"Responsibility to yourself means refusing to let others do your thinking, talking, and naming for you; it means learning to respect and use your own brains and instincts; hence, grappling with hard work. It means that you do not treat your body as a commodity with which to purchase superficial intimacy or economic security; for our bodies to be treated as objects, our minds are in mortal danger. It means insisting that those to whom you give your friendship and love are able to respect your mind. It means being able to say, with Charlotte Bronte’s Jane Eyre: “I have an inward treasure born with me, which can keep me alive if all the extraneous delights should be withheld or offered only at a price I cannot afford to give.”

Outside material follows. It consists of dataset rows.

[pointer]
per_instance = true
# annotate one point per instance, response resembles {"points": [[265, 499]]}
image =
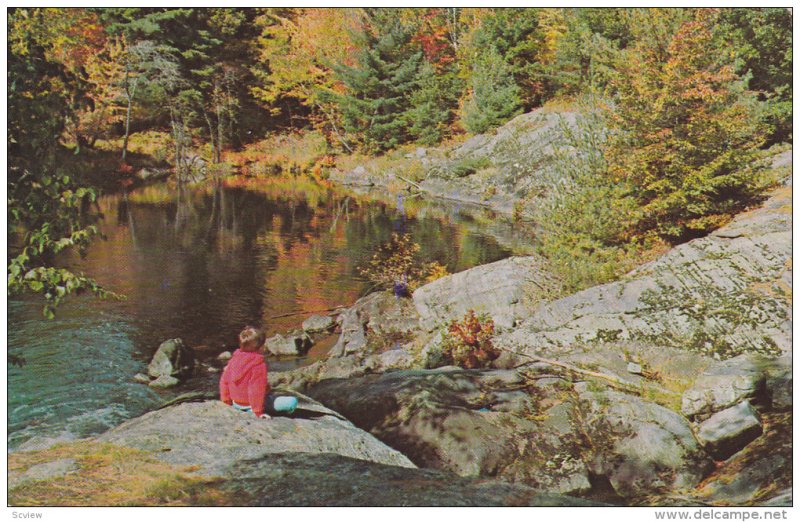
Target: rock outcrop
{"points": [[314, 459], [215, 437], [302, 479], [722, 295], [728, 431], [504, 290], [536, 429]]}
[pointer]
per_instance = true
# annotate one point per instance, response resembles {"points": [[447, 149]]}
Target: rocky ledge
{"points": [[660, 388], [315, 458]]}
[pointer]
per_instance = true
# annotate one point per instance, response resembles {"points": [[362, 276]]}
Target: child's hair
{"points": [[251, 339]]}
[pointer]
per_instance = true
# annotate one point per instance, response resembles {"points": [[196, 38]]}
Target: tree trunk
{"points": [[129, 94], [212, 135]]}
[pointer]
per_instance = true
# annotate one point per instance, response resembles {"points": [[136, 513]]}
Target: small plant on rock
{"points": [[396, 265], [468, 342]]}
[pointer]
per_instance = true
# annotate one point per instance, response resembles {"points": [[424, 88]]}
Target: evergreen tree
{"points": [[494, 96], [432, 105], [762, 42], [376, 106], [516, 36]]}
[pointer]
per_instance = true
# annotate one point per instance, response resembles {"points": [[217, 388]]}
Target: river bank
{"points": [[606, 414], [671, 386]]}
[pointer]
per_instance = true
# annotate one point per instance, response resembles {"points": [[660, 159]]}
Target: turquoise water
{"points": [[201, 264]]}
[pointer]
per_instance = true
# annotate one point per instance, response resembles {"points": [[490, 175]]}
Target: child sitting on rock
{"points": [[244, 384], [244, 381]]}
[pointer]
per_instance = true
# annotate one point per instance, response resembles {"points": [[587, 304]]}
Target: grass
{"points": [[109, 475]]}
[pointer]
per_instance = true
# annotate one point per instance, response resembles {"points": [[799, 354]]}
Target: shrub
{"points": [[468, 342], [396, 265]]}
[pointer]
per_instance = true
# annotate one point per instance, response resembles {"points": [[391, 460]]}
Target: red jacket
{"points": [[244, 381]]}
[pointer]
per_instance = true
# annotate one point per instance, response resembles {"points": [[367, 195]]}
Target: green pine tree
{"points": [[494, 96], [376, 107]]}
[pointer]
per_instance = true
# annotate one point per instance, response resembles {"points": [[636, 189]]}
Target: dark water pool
{"points": [[200, 264]]}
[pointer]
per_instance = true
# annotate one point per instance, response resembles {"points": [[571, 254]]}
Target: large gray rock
{"points": [[730, 430], [299, 479], [504, 290], [722, 295], [378, 314], [216, 437], [724, 384], [760, 474], [639, 446], [473, 423], [172, 359], [499, 423], [779, 383], [314, 459]]}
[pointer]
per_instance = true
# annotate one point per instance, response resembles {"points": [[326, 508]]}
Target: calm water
{"points": [[200, 264]]}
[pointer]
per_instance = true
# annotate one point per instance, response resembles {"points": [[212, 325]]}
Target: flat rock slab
{"points": [[380, 313], [640, 446], [332, 480], [724, 384], [215, 437], [504, 290], [498, 423], [730, 430], [721, 295]]}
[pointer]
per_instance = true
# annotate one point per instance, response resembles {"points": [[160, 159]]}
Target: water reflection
{"points": [[201, 263]]}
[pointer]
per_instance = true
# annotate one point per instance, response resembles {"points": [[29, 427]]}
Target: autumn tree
{"points": [[48, 210], [297, 49], [685, 132]]}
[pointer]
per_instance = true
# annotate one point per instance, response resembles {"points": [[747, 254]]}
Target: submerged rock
{"points": [[43, 471], [377, 315], [165, 381], [318, 324], [216, 437], [294, 343], [172, 359]]}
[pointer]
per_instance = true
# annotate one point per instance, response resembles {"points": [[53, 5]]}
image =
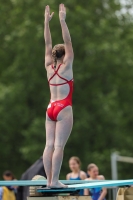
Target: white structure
{"points": [[115, 157]]}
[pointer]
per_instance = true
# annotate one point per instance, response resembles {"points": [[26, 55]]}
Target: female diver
{"points": [[59, 115]]}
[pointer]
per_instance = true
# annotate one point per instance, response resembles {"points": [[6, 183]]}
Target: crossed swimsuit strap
{"points": [[56, 73]]}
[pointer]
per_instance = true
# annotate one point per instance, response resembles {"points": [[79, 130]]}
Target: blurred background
{"points": [[102, 36]]}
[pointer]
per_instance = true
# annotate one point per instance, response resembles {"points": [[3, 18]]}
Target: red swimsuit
{"points": [[56, 106]]}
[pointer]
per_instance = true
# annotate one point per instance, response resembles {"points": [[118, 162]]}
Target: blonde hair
{"points": [[90, 166], [76, 159], [57, 52]]}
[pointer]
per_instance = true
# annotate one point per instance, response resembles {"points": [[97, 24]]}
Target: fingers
{"points": [[52, 14], [47, 9], [62, 7]]}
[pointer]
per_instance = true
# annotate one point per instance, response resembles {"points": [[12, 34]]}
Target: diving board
{"points": [[78, 184], [42, 182], [76, 187]]}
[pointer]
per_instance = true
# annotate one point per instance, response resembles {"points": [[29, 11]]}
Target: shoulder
{"points": [[68, 176], [83, 175], [101, 177]]}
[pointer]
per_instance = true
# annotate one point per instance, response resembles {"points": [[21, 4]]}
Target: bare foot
{"points": [[58, 185]]}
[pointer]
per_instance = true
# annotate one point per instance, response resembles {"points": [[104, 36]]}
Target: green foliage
{"points": [[102, 39]]}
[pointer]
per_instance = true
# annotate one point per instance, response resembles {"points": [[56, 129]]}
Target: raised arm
{"points": [[69, 55], [104, 190], [47, 37]]}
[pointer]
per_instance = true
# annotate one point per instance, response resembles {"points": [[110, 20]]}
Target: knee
{"points": [[59, 147], [49, 146]]}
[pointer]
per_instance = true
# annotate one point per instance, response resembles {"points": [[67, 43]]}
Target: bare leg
{"points": [[63, 130], [49, 148]]}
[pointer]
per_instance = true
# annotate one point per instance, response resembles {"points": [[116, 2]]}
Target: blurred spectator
{"points": [[8, 192], [8, 176], [76, 174], [96, 193], [36, 169]]}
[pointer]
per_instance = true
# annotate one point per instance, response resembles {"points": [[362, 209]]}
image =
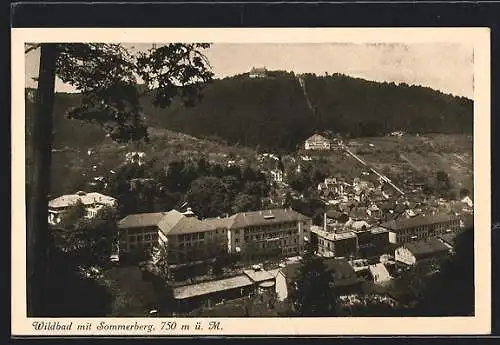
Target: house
{"points": [[138, 232], [373, 241], [317, 142], [413, 253], [277, 175], [359, 213], [135, 157], [258, 72], [210, 293], [269, 233], [345, 280], [404, 230], [187, 239], [330, 186], [331, 244], [92, 202]]}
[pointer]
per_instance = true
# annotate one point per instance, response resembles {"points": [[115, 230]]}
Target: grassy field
{"points": [[411, 158]]}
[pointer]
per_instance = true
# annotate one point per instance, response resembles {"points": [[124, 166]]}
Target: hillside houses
{"points": [[317, 142], [92, 202], [258, 72]]}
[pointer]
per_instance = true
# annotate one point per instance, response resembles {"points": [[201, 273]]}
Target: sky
{"points": [[447, 67]]}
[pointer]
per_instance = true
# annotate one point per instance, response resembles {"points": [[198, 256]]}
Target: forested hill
{"points": [[273, 112]]}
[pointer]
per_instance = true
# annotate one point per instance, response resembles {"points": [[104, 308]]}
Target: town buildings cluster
{"points": [[368, 231]]}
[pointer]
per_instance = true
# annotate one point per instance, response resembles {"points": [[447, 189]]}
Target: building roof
{"points": [[378, 230], [333, 236], [218, 223], [209, 287], [426, 248], [86, 198], [174, 223], [401, 224], [449, 238], [359, 213], [256, 218], [258, 276], [141, 220], [316, 137]]}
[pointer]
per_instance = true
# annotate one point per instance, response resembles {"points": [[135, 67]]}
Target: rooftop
{"points": [[317, 137], [174, 223], [141, 220], [209, 287], [426, 248], [85, 198], [256, 218], [400, 224], [333, 236]]}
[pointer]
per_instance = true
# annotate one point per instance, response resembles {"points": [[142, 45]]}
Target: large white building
{"points": [[317, 142], [93, 202]]}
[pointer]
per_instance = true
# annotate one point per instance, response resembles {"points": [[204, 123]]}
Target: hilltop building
{"points": [[138, 232], [403, 230], [186, 239], [317, 142], [93, 202]]}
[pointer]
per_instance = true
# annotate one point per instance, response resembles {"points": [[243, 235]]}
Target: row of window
{"points": [[142, 237], [283, 226]]}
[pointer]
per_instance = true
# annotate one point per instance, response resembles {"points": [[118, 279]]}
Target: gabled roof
{"points": [[175, 223], [141, 220], [256, 218], [86, 199], [317, 137], [400, 224], [426, 248]]}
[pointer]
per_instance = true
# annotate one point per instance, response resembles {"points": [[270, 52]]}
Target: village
{"points": [[368, 229]]}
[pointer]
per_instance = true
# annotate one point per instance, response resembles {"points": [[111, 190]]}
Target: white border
{"points": [[479, 37]]}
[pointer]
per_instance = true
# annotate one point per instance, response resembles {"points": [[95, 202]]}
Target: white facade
{"points": [[405, 256], [93, 203], [317, 142]]}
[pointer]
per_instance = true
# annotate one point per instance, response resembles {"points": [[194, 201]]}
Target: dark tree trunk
{"points": [[37, 224]]}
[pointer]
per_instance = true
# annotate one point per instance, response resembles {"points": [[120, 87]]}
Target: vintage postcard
{"points": [[251, 182]]}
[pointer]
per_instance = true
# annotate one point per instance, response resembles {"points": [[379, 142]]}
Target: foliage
{"points": [[89, 241], [272, 113], [313, 295]]}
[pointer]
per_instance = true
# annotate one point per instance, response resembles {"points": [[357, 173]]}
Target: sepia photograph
{"points": [[220, 175]]}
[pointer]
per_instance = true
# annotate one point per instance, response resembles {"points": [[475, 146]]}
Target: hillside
{"points": [[274, 114]]}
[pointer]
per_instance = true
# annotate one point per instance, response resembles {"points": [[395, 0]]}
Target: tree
{"points": [[313, 295], [105, 74], [73, 215], [208, 197]]}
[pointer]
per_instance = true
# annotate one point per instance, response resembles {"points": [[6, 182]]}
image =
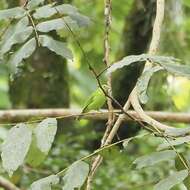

Responsibility to yourself means that you don’t fall for shallow and easy solutions — predigested books and ideas, weekend encounters guaranteed to change your life, taking “gut” courses instead of ones you know will challenge you, bluffing at school and life instead of doing solid work, marrying early as an escape from real decisions, getting pregnant as an evasion of already existing problems. It means that you refuse to sell your talents and aspirations short, simply to avoid conflict and confrontation… It means that we insist on a life of meaningful work, insist that work be as meaningful as love and friendship in our lives. It means, therefore, the courage to be “different”; not to be continuously available to others when we need time for ourselves and our work; to be able to demand of others — parents, friends, roommates, teachers, lovers, husbands, children — that they respect our sense of purpose and our integrity as persons.
The difference between a life lived actively, and a life of passive drifting and dispersal of energies, is an immense difference. Once we begin to feel committed to our lives, responsible to ourselves, we can never again be satisfied with the old, passive way."